If you want institutional memory — tracking every change to your skills and agents:

cd ~/projects/skills-lab
git init
git add .
git commit -m "Initialize skills-lab vault"

This is good practice but not required for the Email series.


Your Setup Complete

skills-lab/
├── .claude/
│ ├── skills/ ← Visible in Obsidian, ready for Email-1
│ └── agents/ ← Visible in Obsidian, ready for Email-4
├── .obsidian/
│ └── plugins/
│ └── show-hidden-files/
├── references/
├── AGENTS.md ← Governance rules
└── CLAUDE.md ← Entry point for Claude Code

What you have:

  • Obsidian = Human interface for reading/writing markdown
  • Claude Code = General Agent that operates in the same files
  • AGENTS.md = Single source of truth for governance
  • CLAUDE.md = Entry point that references AGENTS.md

Same files. Different interfaces. No translation layer.


Try With AI

Prompt 1: Verify Governance

Read my AGENTS.md and tell me: What are my governance rules? What format should skills use?

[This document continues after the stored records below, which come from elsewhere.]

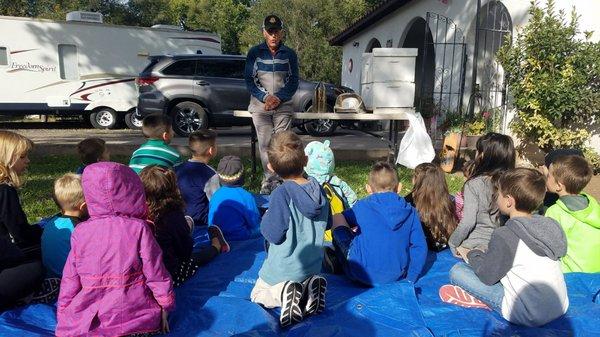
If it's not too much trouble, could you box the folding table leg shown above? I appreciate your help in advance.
[250,122,258,175]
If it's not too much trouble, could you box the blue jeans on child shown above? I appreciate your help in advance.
[331,226,356,275]
[450,262,504,314]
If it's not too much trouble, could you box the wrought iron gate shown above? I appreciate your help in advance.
[417,12,467,135]
[470,0,512,132]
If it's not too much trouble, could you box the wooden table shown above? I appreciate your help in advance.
[233,108,414,174]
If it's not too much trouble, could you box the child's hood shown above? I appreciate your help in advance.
[557,193,600,229]
[304,140,335,180]
[365,192,417,230]
[81,162,148,219]
[505,215,567,260]
[284,177,329,219]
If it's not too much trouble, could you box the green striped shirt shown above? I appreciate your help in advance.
[129,139,181,174]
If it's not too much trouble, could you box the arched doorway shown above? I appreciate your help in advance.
[399,17,435,115]
[476,0,513,111]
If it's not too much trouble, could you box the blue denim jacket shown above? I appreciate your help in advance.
[244,43,299,112]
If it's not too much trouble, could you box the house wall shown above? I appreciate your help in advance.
[342,0,600,151]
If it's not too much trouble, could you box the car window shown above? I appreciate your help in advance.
[197,60,246,79]
[142,57,160,73]
[162,60,196,76]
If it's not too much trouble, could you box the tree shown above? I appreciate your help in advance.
[170,0,249,54]
[498,0,600,169]
[240,0,367,83]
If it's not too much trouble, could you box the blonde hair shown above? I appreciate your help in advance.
[0,130,33,187]
[54,173,85,211]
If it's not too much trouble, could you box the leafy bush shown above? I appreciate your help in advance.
[498,0,600,168]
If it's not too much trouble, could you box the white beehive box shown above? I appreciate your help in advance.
[361,48,418,112]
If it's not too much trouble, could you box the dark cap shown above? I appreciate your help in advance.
[263,15,283,31]
[217,156,244,187]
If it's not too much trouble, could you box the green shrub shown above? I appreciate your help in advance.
[498,0,600,168]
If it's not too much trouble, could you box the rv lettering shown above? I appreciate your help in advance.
[10,62,56,73]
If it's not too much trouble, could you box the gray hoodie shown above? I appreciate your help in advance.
[468,215,569,326]
[258,178,331,285]
[448,176,500,252]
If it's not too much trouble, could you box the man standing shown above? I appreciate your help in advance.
[245,15,298,194]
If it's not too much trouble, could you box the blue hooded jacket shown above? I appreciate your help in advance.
[258,178,331,285]
[342,192,427,285]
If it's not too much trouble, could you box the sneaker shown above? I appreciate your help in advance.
[279,281,304,327]
[439,284,490,310]
[31,278,60,303]
[207,225,231,253]
[304,275,327,316]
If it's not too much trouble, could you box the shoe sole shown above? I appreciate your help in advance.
[304,276,327,315]
[439,284,490,310]
[279,282,304,328]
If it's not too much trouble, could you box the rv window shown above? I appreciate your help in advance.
[0,47,8,66]
[198,60,246,79]
[162,60,196,76]
[58,44,79,80]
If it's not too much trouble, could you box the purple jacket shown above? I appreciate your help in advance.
[56,162,175,336]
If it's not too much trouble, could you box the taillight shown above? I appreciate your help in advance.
[135,76,158,87]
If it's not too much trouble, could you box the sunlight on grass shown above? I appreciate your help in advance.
[19,155,464,223]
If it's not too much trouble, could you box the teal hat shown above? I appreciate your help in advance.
[304,140,335,178]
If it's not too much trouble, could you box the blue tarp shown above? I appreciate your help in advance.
[0,235,600,337]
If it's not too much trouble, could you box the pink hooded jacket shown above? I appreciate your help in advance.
[56,162,175,336]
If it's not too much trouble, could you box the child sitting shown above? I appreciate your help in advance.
[333,162,427,286]
[405,163,458,252]
[140,165,229,287]
[56,162,175,336]
[440,168,569,326]
[304,140,356,212]
[175,130,219,227]
[129,114,181,174]
[250,131,330,326]
[42,173,86,278]
[448,132,516,255]
[75,138,110,174]
[208,156,260,240]
[450,160,475,220]
[546,155,600,273]
[538,149,584,211]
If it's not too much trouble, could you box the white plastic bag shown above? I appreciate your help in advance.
[396,112,435,169]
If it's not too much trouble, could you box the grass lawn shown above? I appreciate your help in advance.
[20,155,463,223]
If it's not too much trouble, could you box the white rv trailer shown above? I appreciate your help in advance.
[0,12,221,128]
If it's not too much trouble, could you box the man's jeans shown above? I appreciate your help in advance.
[450,262,504,315]
[252,110,292,180]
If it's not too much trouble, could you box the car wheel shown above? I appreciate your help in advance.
[304,105,338,137]
[90,108,118,129]
[171,102,208,137]
[125,111,142,130]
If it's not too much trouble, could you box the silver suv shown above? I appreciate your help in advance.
[136,55,352,136]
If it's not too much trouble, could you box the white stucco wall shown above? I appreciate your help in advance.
[342,0,600,151]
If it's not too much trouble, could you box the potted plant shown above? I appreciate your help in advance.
[465,119,487,148]
[440,112,467,172]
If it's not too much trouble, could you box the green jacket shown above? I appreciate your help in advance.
[545,193,600,273]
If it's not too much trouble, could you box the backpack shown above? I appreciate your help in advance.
[321,177,346,242]
[322,177,346,215]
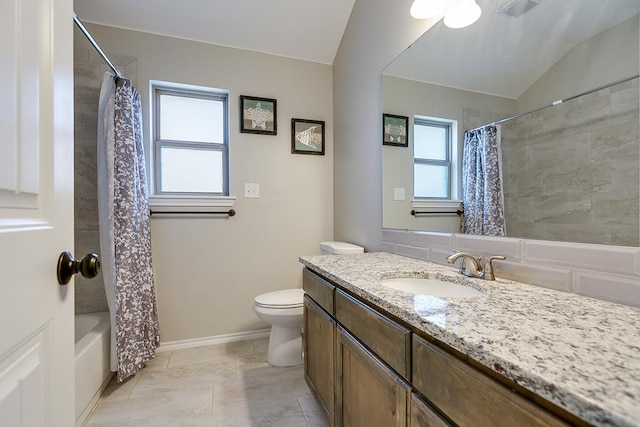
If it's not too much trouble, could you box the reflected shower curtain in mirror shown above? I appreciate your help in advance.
[461,125,506,236]
[98,72,160,381]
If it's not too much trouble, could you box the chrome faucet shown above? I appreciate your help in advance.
[447,252,507,280]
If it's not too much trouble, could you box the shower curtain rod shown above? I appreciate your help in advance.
[465,75,640,132]
[73,12,124,78]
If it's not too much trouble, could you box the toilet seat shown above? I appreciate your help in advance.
[254,289,304,309]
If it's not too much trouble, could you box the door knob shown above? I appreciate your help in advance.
[58,251,100,285]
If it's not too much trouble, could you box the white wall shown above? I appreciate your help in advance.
[76,25,336,342]
[333,0,434,251]
[517,16,640,112]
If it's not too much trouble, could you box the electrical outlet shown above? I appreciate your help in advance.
[244,182,260,199]
[393,188,404,200]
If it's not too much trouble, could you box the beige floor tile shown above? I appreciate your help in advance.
[236,353,268,372]
[130,360,236,397]
[86,338,320,427]
[213,367,309,412]
[298,394,330,427]
[167,340,255,368]
[182,398,308,427]
[100,373,141,401]
[86,385,213,427]
[144,351,173,371]
[252,337,269,353]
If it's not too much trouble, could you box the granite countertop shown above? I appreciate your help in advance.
[300,252,640,426]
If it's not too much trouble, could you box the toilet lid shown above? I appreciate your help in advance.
[255,289,304,308]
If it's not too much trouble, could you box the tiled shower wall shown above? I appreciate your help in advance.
[501,78,640,246]
[74,48,137,313]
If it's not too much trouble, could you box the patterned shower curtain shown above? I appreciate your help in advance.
[461,125,506,236]
[98,72,160,381]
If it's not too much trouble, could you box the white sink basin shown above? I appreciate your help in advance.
[380,278,482,298]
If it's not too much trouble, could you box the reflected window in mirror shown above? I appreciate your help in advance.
[413,117,457,200]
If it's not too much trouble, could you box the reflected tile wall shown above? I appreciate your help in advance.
[382,229,640,307]
[74,48,137,313]
[502,79,640,246]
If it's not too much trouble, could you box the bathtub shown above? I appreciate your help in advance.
[75,311,112,422]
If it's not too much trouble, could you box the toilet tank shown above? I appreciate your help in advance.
[320,242,364,255]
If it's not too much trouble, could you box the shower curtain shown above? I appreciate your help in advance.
[97,72,160,381]
[461,125,506,236]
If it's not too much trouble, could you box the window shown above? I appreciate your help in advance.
[413,117,454,200]
[152,84,229,196]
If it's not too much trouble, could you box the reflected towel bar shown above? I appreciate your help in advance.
[411,209,464,216]
[149,209,236,216]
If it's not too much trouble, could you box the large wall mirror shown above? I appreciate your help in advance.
[382,0,640,246]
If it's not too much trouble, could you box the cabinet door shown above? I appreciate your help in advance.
[413,335,567,427]
[409,393,451,427]
[336,326,410,427]
[304,295,336,425]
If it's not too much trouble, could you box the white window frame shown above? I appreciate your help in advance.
[412,116,462,212]
[149,81,235,212]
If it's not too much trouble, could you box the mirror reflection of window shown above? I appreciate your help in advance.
[413,118,452,199]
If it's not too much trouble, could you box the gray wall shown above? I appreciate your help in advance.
[333,0,434,251]
[75,24,336,343]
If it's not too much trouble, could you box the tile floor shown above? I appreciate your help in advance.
[84,338,329,427]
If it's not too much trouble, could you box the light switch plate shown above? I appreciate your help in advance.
[244,182,260,199]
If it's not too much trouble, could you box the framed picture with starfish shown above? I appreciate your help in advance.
[382,114,409,147]
[291,119,324,156]
[240,95,278,135]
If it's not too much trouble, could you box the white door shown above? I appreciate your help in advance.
[0,0,75,427]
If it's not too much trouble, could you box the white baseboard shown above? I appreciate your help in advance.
[76,372,115,427]
[156,328,271,352]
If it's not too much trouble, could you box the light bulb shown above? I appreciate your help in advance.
[444,0,482,28]
[409,0,447,19]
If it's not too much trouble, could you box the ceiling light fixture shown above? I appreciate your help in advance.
[409,0,482,28]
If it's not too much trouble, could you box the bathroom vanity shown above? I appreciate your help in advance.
[300,253,640,426]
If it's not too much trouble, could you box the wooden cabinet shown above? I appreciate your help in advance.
[304,295,336,425]
[304,270,585,427]
[303,270,336,425]
[335,326,410,427]
[413,335,568,427]
[335,290,411,379]
[409,393,452,427]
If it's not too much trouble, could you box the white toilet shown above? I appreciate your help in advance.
[253,242,364,366]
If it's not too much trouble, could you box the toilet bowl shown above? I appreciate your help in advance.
[253,289,304,366]
[253,242,364,366]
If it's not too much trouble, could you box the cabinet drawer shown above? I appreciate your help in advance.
[302,268,336,316]
[413,335,568,427]
[409,393,451,427]
[336,289,411,379]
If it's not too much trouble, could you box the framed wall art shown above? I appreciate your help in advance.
[291,119,324,156]
[382,114,409,147]
[240,95,278,135]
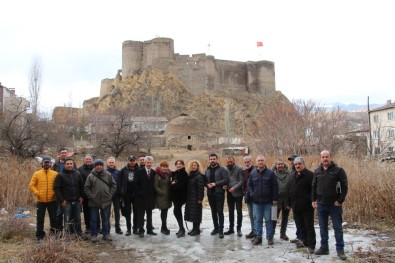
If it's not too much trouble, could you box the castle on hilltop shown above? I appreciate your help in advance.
[100,38,276,97]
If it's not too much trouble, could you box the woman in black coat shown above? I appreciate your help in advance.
[185,161,204,236]
[170,160,188,237]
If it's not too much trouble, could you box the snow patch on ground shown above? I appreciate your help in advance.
[111,208,378,262]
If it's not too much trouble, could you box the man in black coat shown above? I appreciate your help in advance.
[78,154,101,234]
[134,156,156,237]
[312,150,348,260]
[288,157,316,254]
[55,158,84,237]
[119,156,139,236]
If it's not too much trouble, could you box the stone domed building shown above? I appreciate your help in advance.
[165,114,206,150]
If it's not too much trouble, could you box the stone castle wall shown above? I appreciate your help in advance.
[100,38,275,97]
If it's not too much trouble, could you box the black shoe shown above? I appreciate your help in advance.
[224,228,235,235]
[190,229,200,236]
[280,234,289,241]
[176,228,185,237]
[314,247,329,256]
[337,251,347,260]
[160,227,170,235]
[252,238,262,246]
[246,231,255,238]
[296,241,306,248]
[211,228,218,236]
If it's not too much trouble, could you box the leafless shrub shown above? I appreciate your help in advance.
[0,156,40,211]
[19,236,96,263]
[0,215,32,243]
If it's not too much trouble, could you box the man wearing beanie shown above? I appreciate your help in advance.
[84,159,116,243]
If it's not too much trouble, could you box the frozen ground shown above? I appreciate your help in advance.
[106,208,385,262]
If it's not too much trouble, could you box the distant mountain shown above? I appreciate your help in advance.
[325,102,383,111]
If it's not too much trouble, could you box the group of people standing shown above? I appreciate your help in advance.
[29,149,348,259]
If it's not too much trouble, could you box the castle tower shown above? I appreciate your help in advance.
[246,60,276,96]
[122,40,144,78]
[143,37,174,68]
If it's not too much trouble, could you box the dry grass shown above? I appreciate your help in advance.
[0,156,395,226]
[0,157,41,211]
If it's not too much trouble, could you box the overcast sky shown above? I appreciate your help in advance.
[0,0,395,110]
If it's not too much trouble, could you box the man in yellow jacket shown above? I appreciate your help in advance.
[29,157,58,240]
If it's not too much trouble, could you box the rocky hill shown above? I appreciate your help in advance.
[84,68,288,135]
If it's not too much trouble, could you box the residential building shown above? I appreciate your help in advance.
[368,100,395,155]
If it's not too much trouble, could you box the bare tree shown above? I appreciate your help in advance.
[29,57,42,116]
[0,97,48,157]
[92,109,139,157]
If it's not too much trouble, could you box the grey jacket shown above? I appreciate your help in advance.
[84,169,117,208]
[226,164,244,197]
[205,165,229,195]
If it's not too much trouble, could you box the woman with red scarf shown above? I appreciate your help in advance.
[154,161,172,235]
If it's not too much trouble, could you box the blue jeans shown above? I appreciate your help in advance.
[62,201,82,235]
[208,193,225,230]
[90,205,111,236]
[246,201,255,233]
[253,203,273,240]
[317,204,344,252]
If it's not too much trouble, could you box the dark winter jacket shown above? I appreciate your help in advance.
[185,171,205,223]
[243,166,254,203]
[205,165,229,195]
[170,167,188,205]
[248,167,278,204]
[287,169,314,212]
[154,167,171,209]
[55,169,84,203]
[78,164,95,201]
[119,164,139,200]
[107,167,121,197]
[311,162,348,205]
[226,164,244,197]
[273,168,290,207]
[134,168,156,209]
[84,169,117,208]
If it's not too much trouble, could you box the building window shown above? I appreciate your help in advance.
[387,112,394,121]
[373,131,380,139]
[374,147,380,154]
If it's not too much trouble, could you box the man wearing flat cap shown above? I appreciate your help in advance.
[29,157,58,240]
[119,155,139,236]
[84,159,117,243]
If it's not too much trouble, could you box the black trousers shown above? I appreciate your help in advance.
[36,201,58,239]
[208,193,225,230]
[226,192,243,229]
[121,198,139,231]
[138,205,153,233]
[293,209,316,249]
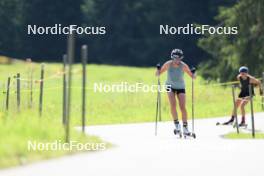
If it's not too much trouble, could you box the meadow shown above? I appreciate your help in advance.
[0,61,261,168]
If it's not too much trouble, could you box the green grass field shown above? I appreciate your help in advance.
[224,133,264,139]
[0,62,261,167]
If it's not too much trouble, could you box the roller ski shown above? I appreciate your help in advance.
[173,123,182,138]
[235,121,248,129]
[216,118,234,126]
[183,126,196,139]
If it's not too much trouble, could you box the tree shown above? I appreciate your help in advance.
[199,0,264,81]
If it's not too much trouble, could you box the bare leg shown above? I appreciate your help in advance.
[177,93,188,122]
[168,92,178,120]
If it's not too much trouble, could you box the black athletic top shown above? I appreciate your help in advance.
[239,77,254,98]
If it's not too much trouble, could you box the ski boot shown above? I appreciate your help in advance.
[183,126,192,138]
[222,118,234,125]
[173,123,182,138]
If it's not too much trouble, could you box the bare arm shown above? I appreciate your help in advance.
[183,62,195,78]
[156,61,171,76]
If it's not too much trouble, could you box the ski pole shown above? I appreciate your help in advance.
[261,72,264,111]
[155,63,161,136]
[191,67,196,138]
[232,85,239,134]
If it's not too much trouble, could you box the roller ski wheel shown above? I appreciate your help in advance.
[173,129,182,138]
[183,133,196,139]
[192,133,196,139]
[216,121,233,126]
[238,123,248,129]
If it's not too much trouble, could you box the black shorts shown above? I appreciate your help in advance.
[238,91,254,98]
[166,87,185,95]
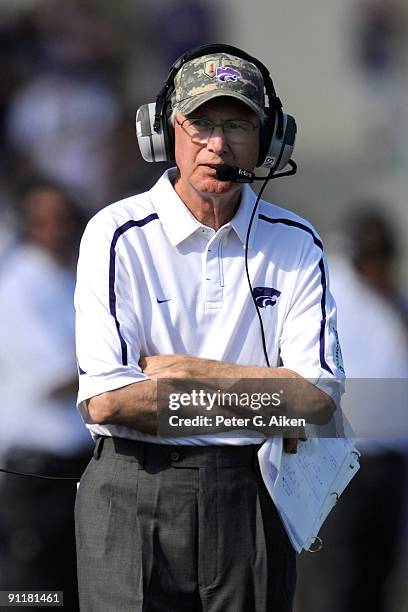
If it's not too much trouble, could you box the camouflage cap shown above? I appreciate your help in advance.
[172,53,265,117]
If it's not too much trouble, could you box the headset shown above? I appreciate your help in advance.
[136,44,296,172]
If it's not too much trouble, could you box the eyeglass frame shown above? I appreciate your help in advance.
[175,117,261,144]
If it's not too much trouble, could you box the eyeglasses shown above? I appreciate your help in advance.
[176,118,260,144]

What you're practicing: Confirming Claude Code reads and follows your governance file.

Prompt 2: Create First Structure

Based on my AGENTS.md, create the folder structure I need for skills and agents if it doesn't exist.

What you're practicing: Having Claude Code execute based on your governance rules.

Prompt 3: Skill Preview

I'm about to create an email-drafter skill. Research and show me exactly what the file should look like and where it should go.

What you're practicing: Verifying Claude Code understands your skill conventions before you start Email-1.